Imagine I have a set of data like the following:
data = {{0.0453803, 0.0427863, 0.0489815, 0.045243, 0.0488289, 0.0432898,
0.04448, 0.0387732, 0.0388952}, {0.0507668, 0.0427863, 0.0502632,
0.0503395, 0.0634623, 0.0675822, 0.0529335, 0.047425,
0.0387121}, {0.042237, 0.0501259, 0.0595712, 0.0869001, 0.139559,
0.141512, 0.0868391, 0.0579232, 0.0408331}, {0.0478981, 0.0491646,
0.0652628, 0.130404, 0.218448, 0.220645, 0.143603, 0.0605173,
0.0424964}, {0.0462043, 0.0530861, 0.076051, 0.140017, 0.206943,
0.202502, 0.118791, 0.0614023, 0.0459907}, {0.0511788, 0.0582132,
0.105531, 0.166354, 0.181003, 0.13698, 0.0748302, 0.0557107,
0.0492103}, {0.0493629, 0.0539712, 0.0971695, 0.160769, 0.164477,
0.104768, 0.0591745, 0.0475319, 0.0452583}, {0.0510719, 0.0599374,
0.0730602, 0.0975814, 0.101289, 0.0691997, 0.0498054, 0.044892,
0.043122}, {0.0460517, 0.0567025, 0.0574044, 0.0587778, 0.0537118,
0.0487221, 0.0474098, 0.0413977, 0.04477}}
I don't have enough reputation to post an image, but one can easily be generated by applying ListPlot3D to the above data set.

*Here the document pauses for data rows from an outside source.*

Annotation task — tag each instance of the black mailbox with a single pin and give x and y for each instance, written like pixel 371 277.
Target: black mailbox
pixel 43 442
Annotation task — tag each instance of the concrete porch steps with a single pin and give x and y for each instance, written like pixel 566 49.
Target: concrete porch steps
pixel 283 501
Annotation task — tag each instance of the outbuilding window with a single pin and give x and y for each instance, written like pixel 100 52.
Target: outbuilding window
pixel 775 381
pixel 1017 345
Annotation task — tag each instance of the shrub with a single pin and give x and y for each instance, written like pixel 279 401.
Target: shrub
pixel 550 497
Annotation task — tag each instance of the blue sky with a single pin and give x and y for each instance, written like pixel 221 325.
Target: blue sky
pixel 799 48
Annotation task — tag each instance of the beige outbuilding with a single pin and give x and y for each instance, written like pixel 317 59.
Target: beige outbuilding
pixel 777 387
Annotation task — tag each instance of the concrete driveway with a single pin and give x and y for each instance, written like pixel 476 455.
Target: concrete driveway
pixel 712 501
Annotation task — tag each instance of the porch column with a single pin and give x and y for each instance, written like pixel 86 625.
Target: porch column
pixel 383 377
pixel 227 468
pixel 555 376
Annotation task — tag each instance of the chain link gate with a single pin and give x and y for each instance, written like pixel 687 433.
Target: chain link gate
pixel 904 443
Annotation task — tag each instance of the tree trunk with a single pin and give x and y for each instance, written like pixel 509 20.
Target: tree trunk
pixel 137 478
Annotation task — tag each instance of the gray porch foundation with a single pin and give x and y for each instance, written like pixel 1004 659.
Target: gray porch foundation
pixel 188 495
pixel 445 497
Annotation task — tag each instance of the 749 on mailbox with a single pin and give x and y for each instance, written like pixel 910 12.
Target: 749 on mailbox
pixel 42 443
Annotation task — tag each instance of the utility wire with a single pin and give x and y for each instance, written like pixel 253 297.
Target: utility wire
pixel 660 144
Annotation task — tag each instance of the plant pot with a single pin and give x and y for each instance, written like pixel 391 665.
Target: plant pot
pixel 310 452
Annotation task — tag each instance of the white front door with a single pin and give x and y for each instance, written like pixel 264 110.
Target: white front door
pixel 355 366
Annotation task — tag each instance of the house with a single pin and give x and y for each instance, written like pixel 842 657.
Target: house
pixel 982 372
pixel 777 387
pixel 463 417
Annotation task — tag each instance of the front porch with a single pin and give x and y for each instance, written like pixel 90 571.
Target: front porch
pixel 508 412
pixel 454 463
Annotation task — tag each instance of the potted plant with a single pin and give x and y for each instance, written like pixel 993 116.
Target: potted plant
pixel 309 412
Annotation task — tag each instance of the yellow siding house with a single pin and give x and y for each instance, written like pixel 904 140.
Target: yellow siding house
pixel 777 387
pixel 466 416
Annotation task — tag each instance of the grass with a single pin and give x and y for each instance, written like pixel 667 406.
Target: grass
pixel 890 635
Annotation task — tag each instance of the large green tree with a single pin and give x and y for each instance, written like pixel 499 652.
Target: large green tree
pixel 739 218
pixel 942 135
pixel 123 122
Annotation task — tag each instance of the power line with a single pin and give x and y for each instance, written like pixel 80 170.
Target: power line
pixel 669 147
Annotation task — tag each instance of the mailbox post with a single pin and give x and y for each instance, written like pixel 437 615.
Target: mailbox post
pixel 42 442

How might I best fit a Gaussian curve to this set of datapoints, and extract properties such at the fit' semi-axes? I noticed that ComponentMeasurements has some functionality for best fit ellipsoids, but that doesn't seem to be workable here.
My objective here is to determine how "Gaussian" a set of points in an image are. My strategy is to sequentially fit a 2D Gaussian to each point, and then to measure it's eccentricity and spread (looking, for example, at the length and ratio of the semiaxes of the ellipsoid corresponding to the fit). The example here seems like it should yield a 2D Gaussian fit with significant spread and a ratio for the semiaxes significantly diverging from one.